There may be better methods to do this, and this algorithm will probably evolve as I decide that other factors demonstrate a level of dominance or weakness in the league. While I’m not going to go into full detail, if I make changes, I will disclose where the method has adapted. I may describe more of this process as the season progresses, but here is my first publication of the MajorLeagueSoccerTalk.Com Statistical Power Rankings.
I’ve put our MLSTalk rankings on the left, and placed the single table point totals on the right. The only reason I use a single table is to make a better comparison for the entire league.
Sporting Kansas City has dominated the first three weeks, and this calculation continues to support that conclusion. But one thing that this could help to clarify is the current logjam at 6 points. These rankings show that a) Vancouver’s performances have not been all that impressive statistically, and thus their ascension to 2nd in table points may be misleading, and b) Seattle and Houston are the strongest of those teams at 6 points. In fact, Houston was helped by dominating possession in their lone loss at Seattle.

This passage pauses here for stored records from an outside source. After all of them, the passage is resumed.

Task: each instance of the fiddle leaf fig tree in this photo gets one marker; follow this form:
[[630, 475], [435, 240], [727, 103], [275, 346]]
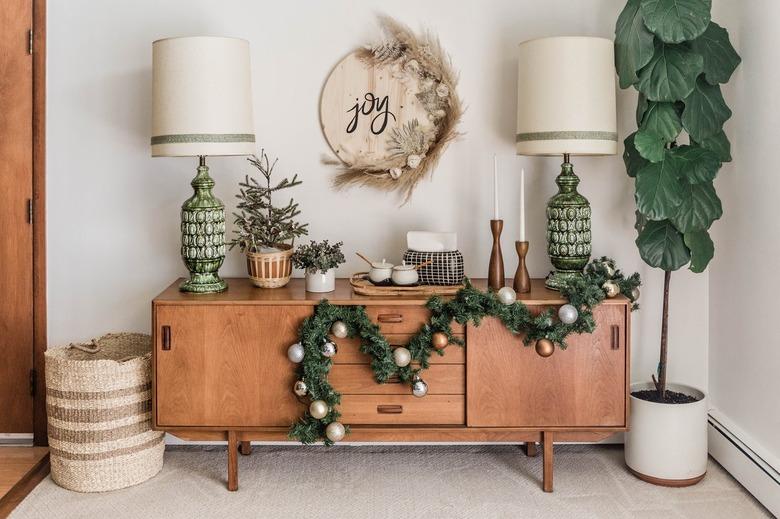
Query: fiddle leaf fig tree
[[676, 57]]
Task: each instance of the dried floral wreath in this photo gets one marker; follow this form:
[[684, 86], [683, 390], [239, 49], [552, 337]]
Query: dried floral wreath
[[414, 148]]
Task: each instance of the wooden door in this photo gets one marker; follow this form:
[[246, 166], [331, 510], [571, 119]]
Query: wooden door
[[509, 385], [16, 247], [227, 365]]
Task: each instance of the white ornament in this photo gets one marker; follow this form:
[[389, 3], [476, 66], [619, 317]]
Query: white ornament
[[568, 314], [335, 431], [402, 357], [295, 352], [507, 295], [339, 329], [318, 409]]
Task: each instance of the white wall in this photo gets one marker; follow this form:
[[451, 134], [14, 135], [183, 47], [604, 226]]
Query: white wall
[[744, 357], [113, 211]]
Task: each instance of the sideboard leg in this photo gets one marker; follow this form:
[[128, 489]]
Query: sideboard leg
[[547, 444], [232, 461]]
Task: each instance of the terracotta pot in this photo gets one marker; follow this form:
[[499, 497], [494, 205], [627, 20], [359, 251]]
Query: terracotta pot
[[270, 269], [667, 443]]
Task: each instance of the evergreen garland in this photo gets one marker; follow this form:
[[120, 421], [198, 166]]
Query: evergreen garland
[[469, 305]]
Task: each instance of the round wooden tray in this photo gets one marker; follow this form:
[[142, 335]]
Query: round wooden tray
[[361, 285]]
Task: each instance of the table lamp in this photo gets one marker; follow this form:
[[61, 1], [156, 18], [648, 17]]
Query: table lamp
[[566, 106], [202, 105]]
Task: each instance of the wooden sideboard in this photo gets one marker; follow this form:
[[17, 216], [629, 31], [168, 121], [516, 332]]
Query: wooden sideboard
[[221, 373]]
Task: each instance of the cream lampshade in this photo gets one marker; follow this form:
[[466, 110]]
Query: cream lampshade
[[566, 106], [202, 105]]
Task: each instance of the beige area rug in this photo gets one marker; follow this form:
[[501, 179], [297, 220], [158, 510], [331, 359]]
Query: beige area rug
[[408, 482]]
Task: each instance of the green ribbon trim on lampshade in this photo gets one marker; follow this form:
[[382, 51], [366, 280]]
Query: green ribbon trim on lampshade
[[567, 135], [187, 138]]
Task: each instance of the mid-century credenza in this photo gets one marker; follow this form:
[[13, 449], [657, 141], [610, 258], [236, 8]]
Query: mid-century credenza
[[221, 372]]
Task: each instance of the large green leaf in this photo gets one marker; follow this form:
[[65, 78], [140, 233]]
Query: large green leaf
[[662, 119], [675, 21], [719, 144], [671, 73], [720, 58], [705, 111], [696, 164], [659, 189], [633, 43], [649, 145], [699, 208], [661, 245], [702, 249], [631, 157]]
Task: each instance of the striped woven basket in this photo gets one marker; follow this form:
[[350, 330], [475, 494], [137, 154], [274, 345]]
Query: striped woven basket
[[98, 402]]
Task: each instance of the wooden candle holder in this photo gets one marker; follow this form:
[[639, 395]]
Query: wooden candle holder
[[522, 283], [496, 267]]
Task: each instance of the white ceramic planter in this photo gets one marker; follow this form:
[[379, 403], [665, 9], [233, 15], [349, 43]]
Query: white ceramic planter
[[667, 443], [321, 281]]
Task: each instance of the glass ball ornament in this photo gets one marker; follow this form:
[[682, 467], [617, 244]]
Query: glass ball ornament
[[419, 387], [295, 353], [402, 357], [335, 431], [328, 349], [507, 295], [568, 314], [339, 329], [300, 388], [318, 409]]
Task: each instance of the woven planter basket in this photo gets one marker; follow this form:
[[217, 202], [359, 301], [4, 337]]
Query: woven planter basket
[[270, 269], [99, 403]]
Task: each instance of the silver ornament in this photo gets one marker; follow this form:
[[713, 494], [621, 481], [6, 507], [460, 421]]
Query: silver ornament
[[339, 329], [568, 314], [318, 409], [611, 288], [300, 388], [335, 431], [419, 387], [507, 295], [402, 357], [295, 352], [328, 349]]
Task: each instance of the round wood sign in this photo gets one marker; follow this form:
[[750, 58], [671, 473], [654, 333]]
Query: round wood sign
[[362, 105]]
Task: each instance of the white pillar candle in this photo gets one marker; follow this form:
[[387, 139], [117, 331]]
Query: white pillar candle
[[495, 187]]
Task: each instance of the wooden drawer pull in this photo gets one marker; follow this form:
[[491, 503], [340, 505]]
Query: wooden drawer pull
[[389, 409], [390, 318], [166, 337]]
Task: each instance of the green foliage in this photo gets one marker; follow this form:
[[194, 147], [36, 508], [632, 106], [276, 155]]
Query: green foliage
[[259, 223], [468, 306], [679, 90], [318, 256]]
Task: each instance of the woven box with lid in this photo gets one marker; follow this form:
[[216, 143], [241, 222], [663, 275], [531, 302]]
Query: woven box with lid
[[98, 402]]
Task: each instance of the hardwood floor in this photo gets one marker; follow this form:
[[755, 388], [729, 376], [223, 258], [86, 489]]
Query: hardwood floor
[[21, 469]]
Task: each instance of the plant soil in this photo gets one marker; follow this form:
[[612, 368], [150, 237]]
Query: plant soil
[[672, 397]]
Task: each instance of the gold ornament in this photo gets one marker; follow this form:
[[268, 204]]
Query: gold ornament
[[545, 347], [439, 340]]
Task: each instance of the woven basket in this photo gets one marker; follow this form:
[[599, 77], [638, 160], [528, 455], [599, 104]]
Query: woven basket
[[98, 401], [270, 269]]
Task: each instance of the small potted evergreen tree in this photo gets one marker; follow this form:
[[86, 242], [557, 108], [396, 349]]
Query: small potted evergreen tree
[[319, 260], [676, 57], [264, 232]]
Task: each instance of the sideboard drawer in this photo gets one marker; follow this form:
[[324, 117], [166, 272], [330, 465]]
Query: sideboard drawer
[[403, 409], [403, 319], [349, 350], [358, 379]]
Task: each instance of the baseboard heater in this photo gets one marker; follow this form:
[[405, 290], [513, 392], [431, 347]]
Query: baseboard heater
[[758, 474]]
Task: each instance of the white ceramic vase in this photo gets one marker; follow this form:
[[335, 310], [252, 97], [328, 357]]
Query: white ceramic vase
[[319, 281], [667, 443]]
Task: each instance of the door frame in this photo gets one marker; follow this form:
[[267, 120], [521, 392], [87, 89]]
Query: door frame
[[39, 220]]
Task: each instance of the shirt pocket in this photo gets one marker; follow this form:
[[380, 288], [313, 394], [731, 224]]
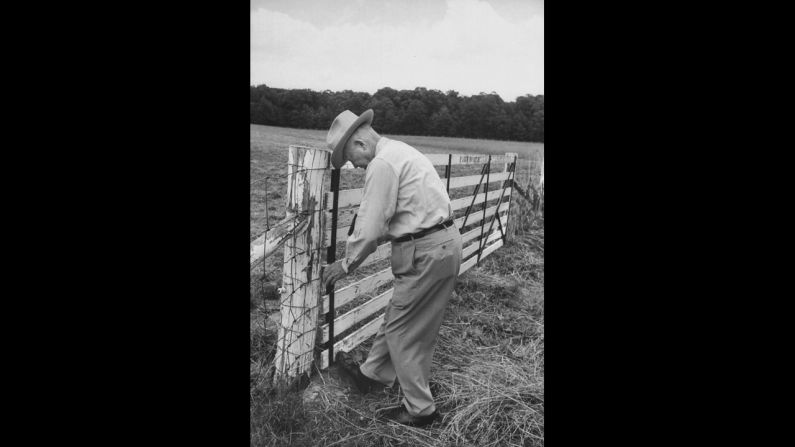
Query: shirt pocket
[[403, 259]]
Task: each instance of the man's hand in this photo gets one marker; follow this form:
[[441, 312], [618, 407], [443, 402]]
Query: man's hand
[[331, 274]]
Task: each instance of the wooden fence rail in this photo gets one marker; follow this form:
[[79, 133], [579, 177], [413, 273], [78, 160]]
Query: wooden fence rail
[[309, 321]]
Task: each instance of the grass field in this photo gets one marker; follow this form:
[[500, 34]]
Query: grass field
[[488, 370]]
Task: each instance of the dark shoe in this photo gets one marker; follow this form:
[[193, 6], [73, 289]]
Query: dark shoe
[[351, 371], [401, 416]]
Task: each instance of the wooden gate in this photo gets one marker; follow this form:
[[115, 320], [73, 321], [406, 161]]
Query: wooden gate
[[310, 328]]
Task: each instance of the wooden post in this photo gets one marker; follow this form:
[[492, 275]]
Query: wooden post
[[515, 157], [303, 254], [541, 186]]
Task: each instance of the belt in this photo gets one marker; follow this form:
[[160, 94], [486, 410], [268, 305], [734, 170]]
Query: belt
[[424, 232]]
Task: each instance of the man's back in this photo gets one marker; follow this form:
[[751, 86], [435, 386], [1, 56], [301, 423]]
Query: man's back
[[422, 200]]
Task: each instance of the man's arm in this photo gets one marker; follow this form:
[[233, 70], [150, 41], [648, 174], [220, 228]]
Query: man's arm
[[377, 208]]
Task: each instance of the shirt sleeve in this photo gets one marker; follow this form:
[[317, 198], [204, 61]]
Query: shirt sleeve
[[376, 210]]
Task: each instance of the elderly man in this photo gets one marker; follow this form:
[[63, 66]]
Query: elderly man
[[405, 201]]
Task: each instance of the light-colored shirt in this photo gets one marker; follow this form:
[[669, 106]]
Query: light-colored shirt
[[403, 194]]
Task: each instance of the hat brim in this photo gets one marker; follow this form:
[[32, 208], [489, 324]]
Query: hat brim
[[337, 159]]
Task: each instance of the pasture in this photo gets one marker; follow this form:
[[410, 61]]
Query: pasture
[[488, 367]]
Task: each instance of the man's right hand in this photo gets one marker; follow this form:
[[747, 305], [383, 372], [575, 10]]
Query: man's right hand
[[331, 274]]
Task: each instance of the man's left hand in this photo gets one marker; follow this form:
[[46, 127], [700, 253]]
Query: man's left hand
[[331, 274]]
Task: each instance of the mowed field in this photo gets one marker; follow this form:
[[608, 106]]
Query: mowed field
[[488, 369], [268, 158]]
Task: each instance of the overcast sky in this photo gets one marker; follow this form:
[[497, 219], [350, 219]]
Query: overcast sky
[[470, 46]]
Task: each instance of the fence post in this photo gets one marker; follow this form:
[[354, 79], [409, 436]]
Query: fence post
[[515, 157], [303, 253], [541, 186]]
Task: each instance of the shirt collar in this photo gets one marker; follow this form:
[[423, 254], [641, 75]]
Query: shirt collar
[[380, 145]]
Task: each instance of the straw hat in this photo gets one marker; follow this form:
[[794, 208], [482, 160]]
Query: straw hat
[[341, 130]]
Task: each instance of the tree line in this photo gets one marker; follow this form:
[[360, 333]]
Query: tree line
[[405, 112]]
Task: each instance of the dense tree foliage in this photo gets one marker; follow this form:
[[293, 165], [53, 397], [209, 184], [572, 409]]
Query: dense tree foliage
[[407, 112]]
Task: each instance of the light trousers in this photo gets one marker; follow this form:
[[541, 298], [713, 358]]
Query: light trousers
[[425, 271]]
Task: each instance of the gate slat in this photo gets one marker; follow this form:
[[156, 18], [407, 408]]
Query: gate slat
[[357, 314], [351, 291], [353, 340]]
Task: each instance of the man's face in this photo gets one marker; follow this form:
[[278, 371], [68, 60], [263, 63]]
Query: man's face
[[356, 153]]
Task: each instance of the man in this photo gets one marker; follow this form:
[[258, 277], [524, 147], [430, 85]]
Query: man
[[404, 200]]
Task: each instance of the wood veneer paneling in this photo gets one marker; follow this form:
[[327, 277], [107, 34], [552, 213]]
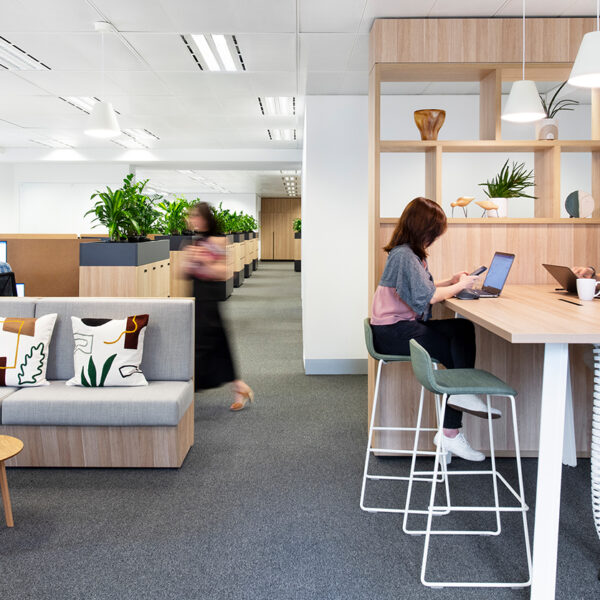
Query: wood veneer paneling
[[276, 233], [47, 265]]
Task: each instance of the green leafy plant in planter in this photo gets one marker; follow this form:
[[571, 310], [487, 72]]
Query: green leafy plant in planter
[[173, 216], [113, 209], [510, 182], [126, 212]]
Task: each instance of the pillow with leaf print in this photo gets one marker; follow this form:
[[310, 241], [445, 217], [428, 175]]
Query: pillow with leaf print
[[24, 346], [108, 352]]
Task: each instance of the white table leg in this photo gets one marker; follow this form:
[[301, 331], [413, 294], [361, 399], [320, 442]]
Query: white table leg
[[569, 441], [547, 506]]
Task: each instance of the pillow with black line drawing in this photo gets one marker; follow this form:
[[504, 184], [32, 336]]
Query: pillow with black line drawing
[[108, 352], [24, 344]]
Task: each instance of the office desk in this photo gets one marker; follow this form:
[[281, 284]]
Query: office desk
[[532, 314]]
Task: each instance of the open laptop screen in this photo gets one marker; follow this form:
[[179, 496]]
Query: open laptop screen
[[498, 271]]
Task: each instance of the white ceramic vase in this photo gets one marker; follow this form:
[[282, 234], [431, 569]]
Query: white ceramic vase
[[546, 129]]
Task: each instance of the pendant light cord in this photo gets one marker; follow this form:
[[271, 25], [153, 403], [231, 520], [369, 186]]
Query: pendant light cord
[[524, 38]]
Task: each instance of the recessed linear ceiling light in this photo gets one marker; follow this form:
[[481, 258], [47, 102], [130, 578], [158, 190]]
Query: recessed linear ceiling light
[[286, 135], [218, 52], [14, 58], [51, 143], [278, 106], [141, 134], [129, 143]]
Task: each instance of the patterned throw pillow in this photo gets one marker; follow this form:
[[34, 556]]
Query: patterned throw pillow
[[108, 352], [24, 346]]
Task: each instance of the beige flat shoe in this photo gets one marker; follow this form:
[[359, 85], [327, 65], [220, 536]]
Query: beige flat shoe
[[244, 398]]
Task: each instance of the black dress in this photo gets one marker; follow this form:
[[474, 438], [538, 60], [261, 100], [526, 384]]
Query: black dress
[[214, 362]]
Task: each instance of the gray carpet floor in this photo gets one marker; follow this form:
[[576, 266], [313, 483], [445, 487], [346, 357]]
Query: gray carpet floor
[[266, 504]]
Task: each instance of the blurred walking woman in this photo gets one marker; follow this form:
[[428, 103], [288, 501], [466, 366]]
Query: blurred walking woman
[[205, 263], [402, 311]]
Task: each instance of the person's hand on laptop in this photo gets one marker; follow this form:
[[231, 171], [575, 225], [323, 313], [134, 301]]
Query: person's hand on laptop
[[583, 272]]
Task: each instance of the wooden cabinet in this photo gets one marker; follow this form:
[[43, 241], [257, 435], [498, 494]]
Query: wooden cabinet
[[276, 233], [150, 280]]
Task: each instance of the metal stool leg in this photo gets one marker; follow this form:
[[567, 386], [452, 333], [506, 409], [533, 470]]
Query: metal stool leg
[[494, 470], [370, 437]]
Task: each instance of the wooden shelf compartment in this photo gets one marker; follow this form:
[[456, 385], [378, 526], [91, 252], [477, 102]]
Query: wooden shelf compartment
[[467, 146], [508, 221]]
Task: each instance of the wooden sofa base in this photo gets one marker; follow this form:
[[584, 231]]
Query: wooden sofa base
[[67, 446]]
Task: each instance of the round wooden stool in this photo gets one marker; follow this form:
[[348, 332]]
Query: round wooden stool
[[9, 447]]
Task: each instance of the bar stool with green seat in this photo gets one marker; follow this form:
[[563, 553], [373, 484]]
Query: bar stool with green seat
[[469, 381], [414, 475]]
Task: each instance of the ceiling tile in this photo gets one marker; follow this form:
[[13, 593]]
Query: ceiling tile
[[232, 16], [57, 15], [334, 16], [268, 51], [326, 51]]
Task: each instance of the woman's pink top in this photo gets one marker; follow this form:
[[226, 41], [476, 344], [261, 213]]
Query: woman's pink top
[[388, 307]]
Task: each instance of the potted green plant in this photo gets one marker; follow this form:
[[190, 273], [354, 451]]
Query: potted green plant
[[172, 222], [547, 129], [129, 216], [510, 182], [297, 227]]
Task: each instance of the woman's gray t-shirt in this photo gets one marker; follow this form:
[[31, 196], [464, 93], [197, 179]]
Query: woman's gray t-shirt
[[412, 280]]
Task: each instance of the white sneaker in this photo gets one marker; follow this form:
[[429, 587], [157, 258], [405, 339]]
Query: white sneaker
[[472, 404], [460, 447]]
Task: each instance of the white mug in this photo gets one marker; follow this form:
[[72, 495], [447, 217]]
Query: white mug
[[586, 289]]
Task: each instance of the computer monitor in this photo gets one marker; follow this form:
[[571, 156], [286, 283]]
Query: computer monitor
[[498, 272]]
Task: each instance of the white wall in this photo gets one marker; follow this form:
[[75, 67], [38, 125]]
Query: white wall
[[335, 198], [334, 234], [52, 198]]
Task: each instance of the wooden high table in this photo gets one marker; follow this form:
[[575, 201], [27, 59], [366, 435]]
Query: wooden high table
[[533, 314]]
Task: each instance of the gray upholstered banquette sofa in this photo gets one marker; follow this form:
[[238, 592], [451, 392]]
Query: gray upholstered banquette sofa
[[68, 426]]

A portion of the disparity between the two systems can be attributed to teams playing fewer games thus far. Seattle, Chicago, and Los Angeles have played only 2 matches, and the per game nature of the MLSTalk rankings accurately reflects their point totals thus far.
One thing that I will certainly consider as the season wears on is a strength of schedule component. There has been a lot of Interconference play to start the 2012 season, and thus the unbalanced schedule’s effects will probably not be felt until summer approaches.
So what do you think? Does this seem an accurate reflection of the first three weeks? If you have suggestions on what you think might move this discussion further along, please leave a comment. Or if you have some ideas for what kind of theoretical questions might be answered through stats (i.e., who is the most direct team in MLS), throw them in here. It will be interesting to see the progression as teams like Red Bull New York (RNY in the chart) try to build off recent results to climb the standings, while others like the Chicago Fire and San Jose Earthquakes do their best to maintain their opening successes.